An official website of the United States government, Department of Justice.

NCJRS Virtual Library

The Virtual Library houses over 235,000 criminal justice resources, including all known OJP works.
Click here to search the NCJRS Virtual Library

Security in an Electronic Fund Transfer System

NCJ Number
74921
Journal
Information Privacy Volume: 2 Issue: 5 Dated: (September 1980) Pages: 185-189
Author(s)
H J Beker
Date Published
1980
Length
5 pages
Annotation
The security aspects of electronic fund transfer (EFT) are discussed; criminal methods and preventive measures are reviewed.
Abstract
In EFT systems, all verification and authorization takes place within computer networks that are remote from the terminals.
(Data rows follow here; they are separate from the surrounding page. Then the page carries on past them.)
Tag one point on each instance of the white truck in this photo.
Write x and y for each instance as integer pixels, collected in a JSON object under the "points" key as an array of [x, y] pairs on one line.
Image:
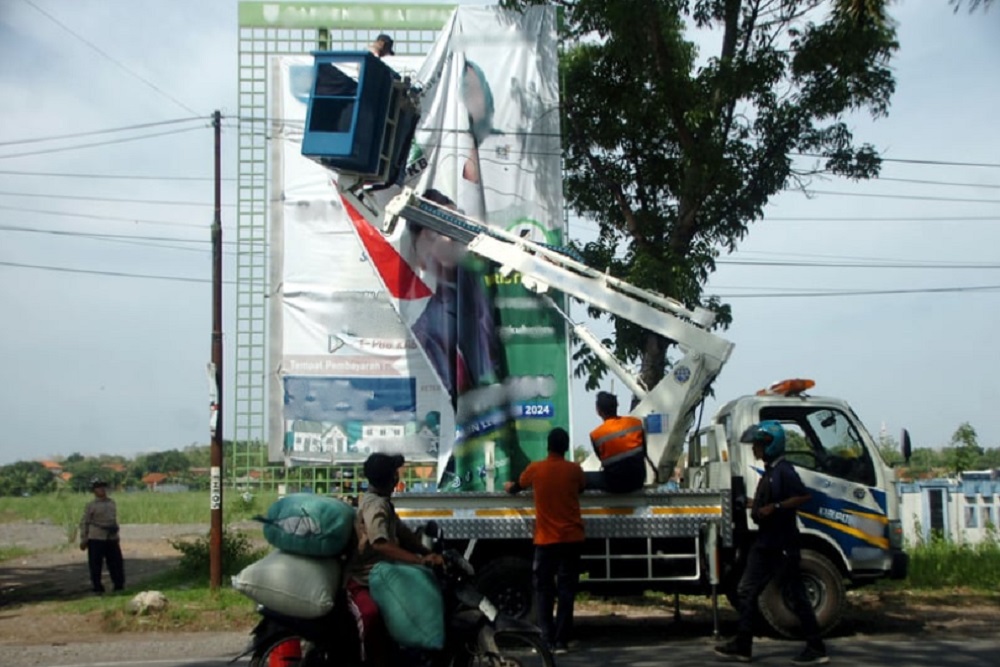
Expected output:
{"points": [[691, 539]]}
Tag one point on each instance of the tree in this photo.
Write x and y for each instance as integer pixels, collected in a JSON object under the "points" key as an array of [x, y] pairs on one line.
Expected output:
{"points": [[674, 155], [888, 448], [973, 4], [965, 452], [25, 477]]}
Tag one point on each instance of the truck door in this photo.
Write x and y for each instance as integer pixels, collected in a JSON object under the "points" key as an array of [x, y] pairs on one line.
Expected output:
{"points": [[827, 448]]}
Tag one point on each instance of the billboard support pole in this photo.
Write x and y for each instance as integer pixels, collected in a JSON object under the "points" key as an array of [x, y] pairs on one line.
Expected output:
{"points": [[215, 489]]}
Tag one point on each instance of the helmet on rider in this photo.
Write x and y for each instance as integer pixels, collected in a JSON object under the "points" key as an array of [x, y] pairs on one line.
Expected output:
{"points": [[380, 469], [769, 433]]}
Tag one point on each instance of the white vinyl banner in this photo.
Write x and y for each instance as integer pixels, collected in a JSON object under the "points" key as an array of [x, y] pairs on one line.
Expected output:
{"points": [[406, 344], [349, 379]]}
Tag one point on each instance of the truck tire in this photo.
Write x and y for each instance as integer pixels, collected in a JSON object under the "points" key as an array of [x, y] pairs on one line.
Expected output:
{"points": [[507, 583], [824, 588]]}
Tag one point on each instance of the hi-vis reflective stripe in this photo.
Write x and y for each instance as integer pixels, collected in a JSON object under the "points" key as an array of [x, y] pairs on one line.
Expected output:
{"points": [[680, 511], [617, 434], [874, 540], [508, 512]]}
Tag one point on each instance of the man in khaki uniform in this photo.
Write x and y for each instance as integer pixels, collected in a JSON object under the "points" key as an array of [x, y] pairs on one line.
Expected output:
{"points": [[99, 537]]}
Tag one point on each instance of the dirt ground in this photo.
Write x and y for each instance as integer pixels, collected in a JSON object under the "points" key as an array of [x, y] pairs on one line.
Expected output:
{"points": [[57, 570]]}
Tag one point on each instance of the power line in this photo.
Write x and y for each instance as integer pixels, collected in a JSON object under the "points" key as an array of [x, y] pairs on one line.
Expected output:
{"points": [[926, 182], [116, 274], [910, 197], [923, 290], [102, 235], [928, 290], [77, 135], [112, 59], [942, 163], [104, 217], [130, 177], [908, 218], [160, 202], [855, 265], [101, 143]]}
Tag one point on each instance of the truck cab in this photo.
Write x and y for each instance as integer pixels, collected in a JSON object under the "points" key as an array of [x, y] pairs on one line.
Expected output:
{"points": [[851, 527]]}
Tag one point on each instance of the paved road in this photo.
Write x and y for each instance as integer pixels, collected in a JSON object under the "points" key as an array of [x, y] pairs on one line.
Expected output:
{"points": [[855, 652]]}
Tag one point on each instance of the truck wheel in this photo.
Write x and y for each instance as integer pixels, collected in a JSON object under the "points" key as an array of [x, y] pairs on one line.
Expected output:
{"points": [[824, 588], [507, 583]]}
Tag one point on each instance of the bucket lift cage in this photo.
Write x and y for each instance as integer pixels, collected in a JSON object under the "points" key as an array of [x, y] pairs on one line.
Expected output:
{"points": [[361, 117]]}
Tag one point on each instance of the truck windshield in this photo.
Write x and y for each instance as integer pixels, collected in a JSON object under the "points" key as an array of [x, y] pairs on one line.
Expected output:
{"points": [[825, 440]]}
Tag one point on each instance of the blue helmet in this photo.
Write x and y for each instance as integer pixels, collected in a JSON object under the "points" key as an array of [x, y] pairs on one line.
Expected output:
{"points": [[769, 433]]}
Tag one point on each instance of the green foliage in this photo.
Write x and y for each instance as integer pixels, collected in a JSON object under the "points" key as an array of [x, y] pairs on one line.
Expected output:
{"points": [[940, 563], [965, 451], [972, 4], [674, 152], [238, 551], [65, 508], [25, 478], [888, 448], [9, 553]]}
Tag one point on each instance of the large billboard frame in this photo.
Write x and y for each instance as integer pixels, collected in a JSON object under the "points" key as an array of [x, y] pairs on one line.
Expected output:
{"points": [[286, 28]]}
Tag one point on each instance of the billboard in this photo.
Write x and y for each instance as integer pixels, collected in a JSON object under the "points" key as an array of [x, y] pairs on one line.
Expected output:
{"points": [[460, 362]]}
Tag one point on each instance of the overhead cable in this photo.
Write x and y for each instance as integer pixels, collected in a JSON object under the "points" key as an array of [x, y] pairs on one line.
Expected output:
{"points": [[77, 135], [113, 59], [101, 143]]}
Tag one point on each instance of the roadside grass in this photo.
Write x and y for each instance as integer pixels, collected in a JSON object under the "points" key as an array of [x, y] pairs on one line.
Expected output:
{"points": [[192, 605], [941, 573], [7, 553], [64, 508]]}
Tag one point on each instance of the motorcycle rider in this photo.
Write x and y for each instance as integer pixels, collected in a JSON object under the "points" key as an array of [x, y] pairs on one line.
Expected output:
{"points": [[775, 552], [381, 536]]}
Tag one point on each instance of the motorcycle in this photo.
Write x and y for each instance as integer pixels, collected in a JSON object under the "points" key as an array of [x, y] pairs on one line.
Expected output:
{"points": [[477, 635]]}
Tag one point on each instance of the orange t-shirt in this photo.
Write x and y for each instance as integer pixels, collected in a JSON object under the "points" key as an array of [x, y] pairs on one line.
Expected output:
{"points": [[616, 436], [557, 484]]}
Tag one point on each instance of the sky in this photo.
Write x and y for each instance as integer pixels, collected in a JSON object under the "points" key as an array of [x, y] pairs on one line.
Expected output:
{"points": [[105, 255]]}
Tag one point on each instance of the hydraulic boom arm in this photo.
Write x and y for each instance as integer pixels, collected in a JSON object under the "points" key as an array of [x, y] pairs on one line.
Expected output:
{"points": [[667, 408]]}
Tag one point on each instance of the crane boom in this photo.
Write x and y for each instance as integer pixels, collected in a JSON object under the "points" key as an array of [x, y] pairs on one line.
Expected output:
{"points": [[668, 407]]}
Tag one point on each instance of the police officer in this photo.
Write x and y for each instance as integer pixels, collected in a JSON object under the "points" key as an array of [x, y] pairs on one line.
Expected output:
{"points": [[99, 537], [775, 552], [620, 444]]}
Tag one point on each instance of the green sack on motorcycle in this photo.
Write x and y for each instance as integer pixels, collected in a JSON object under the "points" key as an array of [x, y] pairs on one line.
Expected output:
{"points": [[309, 525], [410, 601]]}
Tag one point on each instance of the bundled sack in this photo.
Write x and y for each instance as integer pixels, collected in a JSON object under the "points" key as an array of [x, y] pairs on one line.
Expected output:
{"points": [[410, 601], [292, 585], [309, 525]]}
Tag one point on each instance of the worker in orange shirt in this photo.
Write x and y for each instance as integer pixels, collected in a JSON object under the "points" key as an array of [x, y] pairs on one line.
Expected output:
{"points": [[620, 444], [559, 535]]}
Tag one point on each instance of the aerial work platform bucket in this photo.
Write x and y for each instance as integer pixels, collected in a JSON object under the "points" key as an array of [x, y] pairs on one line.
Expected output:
{"points": [[361, 118]]}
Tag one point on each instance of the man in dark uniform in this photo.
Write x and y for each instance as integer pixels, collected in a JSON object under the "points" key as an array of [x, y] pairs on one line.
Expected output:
{"points": [[100, 539], [775, 553]]}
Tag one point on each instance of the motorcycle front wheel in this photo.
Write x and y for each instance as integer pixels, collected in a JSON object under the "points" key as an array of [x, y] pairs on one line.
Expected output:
{"points": [[513, 649], [284, 650]]}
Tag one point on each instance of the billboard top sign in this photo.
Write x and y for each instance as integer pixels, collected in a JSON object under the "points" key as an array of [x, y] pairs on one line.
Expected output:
{"points": [[342, 15]]}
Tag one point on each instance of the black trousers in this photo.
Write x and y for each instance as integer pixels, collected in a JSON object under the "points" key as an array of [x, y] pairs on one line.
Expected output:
{"points": [[619, 475], [99, 552], [764, 564], [556, 573]]}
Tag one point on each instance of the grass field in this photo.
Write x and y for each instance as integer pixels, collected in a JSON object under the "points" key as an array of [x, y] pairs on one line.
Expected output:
{"points": [[65, 508]]}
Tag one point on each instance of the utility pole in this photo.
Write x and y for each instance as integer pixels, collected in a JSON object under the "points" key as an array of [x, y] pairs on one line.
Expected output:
{"points": [[215, 368]]}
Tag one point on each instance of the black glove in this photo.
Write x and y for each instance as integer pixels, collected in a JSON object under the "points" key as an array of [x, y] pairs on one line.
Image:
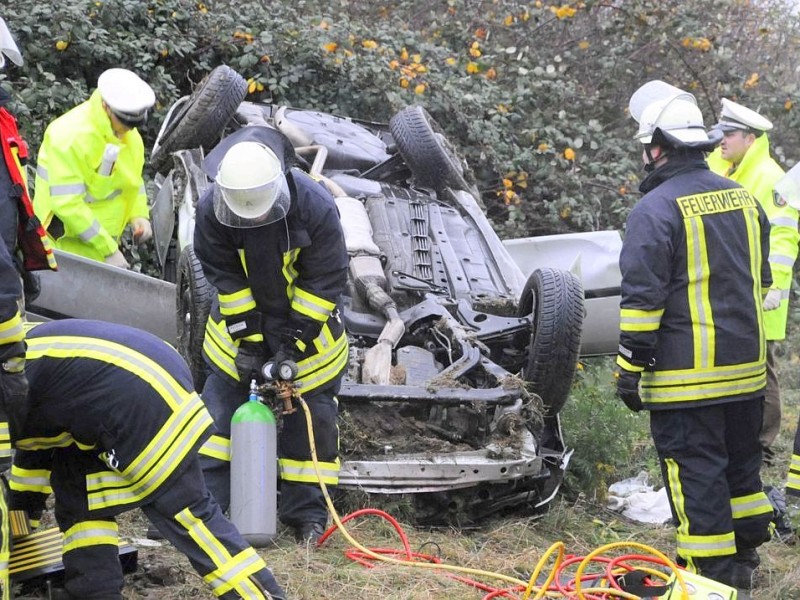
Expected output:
{"points": [[249, 360], [628, 388], [32, 285], [14, 397]]}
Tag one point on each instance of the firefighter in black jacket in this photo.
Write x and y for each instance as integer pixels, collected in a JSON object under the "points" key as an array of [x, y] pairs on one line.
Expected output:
{"points": [[270, 241], [694, 271], [114, 424]]}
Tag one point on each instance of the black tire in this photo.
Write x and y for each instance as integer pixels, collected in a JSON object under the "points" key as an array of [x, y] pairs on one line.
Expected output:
{"points": [[199, 123], [432, 159], [193, 303], [554, 299]]}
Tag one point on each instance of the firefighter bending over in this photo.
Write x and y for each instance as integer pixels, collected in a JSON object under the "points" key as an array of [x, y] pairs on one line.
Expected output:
{"points": [[270, 240], [114, 424], [89, 184]]}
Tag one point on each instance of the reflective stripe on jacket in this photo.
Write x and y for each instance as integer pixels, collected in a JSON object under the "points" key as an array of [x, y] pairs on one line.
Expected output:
{"points": [[119, 393], [758, 173], [37, 251], [93, 209], [694, 270], [278, 282]]}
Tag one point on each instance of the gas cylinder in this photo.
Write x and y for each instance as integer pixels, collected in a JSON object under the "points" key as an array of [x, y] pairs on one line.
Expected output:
{"points": [[254, 471]]}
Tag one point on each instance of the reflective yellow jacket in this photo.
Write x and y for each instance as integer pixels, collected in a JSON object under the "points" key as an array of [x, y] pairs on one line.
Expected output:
{"points": [[758, 173], [84, 211]]}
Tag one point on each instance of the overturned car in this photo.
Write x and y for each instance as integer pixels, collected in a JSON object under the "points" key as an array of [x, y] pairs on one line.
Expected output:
{"points": [[459, 364]]}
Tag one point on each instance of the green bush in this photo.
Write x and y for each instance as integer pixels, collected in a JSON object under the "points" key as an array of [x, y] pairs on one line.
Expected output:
{"points": [[611, 443], [533, 93]]}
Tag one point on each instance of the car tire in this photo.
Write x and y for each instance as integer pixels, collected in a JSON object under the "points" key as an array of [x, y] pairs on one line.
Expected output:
{"points": [[554, 299], [432, 159], [200, 122], [193, 296]]}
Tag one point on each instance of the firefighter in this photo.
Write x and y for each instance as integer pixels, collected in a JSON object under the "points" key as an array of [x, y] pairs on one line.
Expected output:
{"points": [[692, 343], [270, 241], [744, 156], [21, 232], [114, 424], [89, 184]]}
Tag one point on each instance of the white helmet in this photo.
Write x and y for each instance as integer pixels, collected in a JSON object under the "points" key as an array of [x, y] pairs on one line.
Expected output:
{"points": [[659, 106], [8, 48], [679, 117], [128, 96], [251, 188]]}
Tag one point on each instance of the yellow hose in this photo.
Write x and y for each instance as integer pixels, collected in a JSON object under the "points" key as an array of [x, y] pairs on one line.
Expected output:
{"points": [[541, 591]]}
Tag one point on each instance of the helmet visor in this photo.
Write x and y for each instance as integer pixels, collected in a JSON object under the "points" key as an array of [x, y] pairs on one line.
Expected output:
{"points": [[252, 207]]}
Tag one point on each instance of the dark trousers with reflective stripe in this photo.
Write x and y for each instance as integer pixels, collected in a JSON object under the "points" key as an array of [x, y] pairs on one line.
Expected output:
{"points": [[93, 572], [708, 455], [793, 481], [299, 502]]}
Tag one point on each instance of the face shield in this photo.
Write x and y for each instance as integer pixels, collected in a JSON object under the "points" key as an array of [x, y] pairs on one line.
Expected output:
{"points": [[8, 48], [245, 208]]}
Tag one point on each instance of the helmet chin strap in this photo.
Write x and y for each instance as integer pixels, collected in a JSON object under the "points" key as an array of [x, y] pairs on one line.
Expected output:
{"points": [[650, 166]]}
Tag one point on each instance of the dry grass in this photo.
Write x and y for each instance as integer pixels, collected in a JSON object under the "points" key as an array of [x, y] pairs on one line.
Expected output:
{"points": [[510, 546]]}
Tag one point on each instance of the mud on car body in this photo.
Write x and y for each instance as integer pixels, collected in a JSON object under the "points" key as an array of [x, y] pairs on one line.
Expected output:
{"points": [[459, 364]]}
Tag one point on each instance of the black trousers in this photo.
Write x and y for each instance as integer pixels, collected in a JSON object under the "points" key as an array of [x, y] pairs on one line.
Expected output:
{"points": [[710, 458], [184, 512], [300, 501]]}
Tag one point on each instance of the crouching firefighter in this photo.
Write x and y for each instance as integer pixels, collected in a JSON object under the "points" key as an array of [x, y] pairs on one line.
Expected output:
{"points": [[114, 424], [270, 240]]}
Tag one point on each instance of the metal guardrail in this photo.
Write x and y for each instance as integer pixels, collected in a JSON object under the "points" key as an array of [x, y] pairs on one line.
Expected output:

Such systems can be used for consumer transactions with retailers. The retailer enters the amount of a transaction on the EFT terminal, and the customer inserts his card and enter personal identification data (PID). The card issuer's computer verifies the entries and authorizes fund transfers. Such EFT transmissions must be protected against monitoring, which would give intercepters corresponding customer identification and PID pairs. These offenders could then either steal cards for which they know the PID or manufacture their own. In addition, efforts must be made to prevent line tampering through which offenders could change the amounts. Data could be protected from changes through encipherment. At present, most card issuers favor the Bureau of Standards Data Encryption Standard which is a block cipher (a change in a single bit of data may render the entire block of information useless). Such systems could be improved if a number of purely random bits were introduced into each block of information. The discovery of PID's through repeated experiments with stolen cards could be prevented through limits on the number of nonauthorized transactions for each card. Also, the impersonation of computer authorizations for transfers of funds through the use of monitoring equipment could be overcome if each transaction included a full two-way authentication procedure between the terminal and the computer. Other manipulations could be avoided through the use of cipher key hierarchies, transaction authentications, and check sums. Finally, the inclusion of nonerasable 'watermark' information on each user's card could make the counterfeiting of cards more difficult. Eight references are included.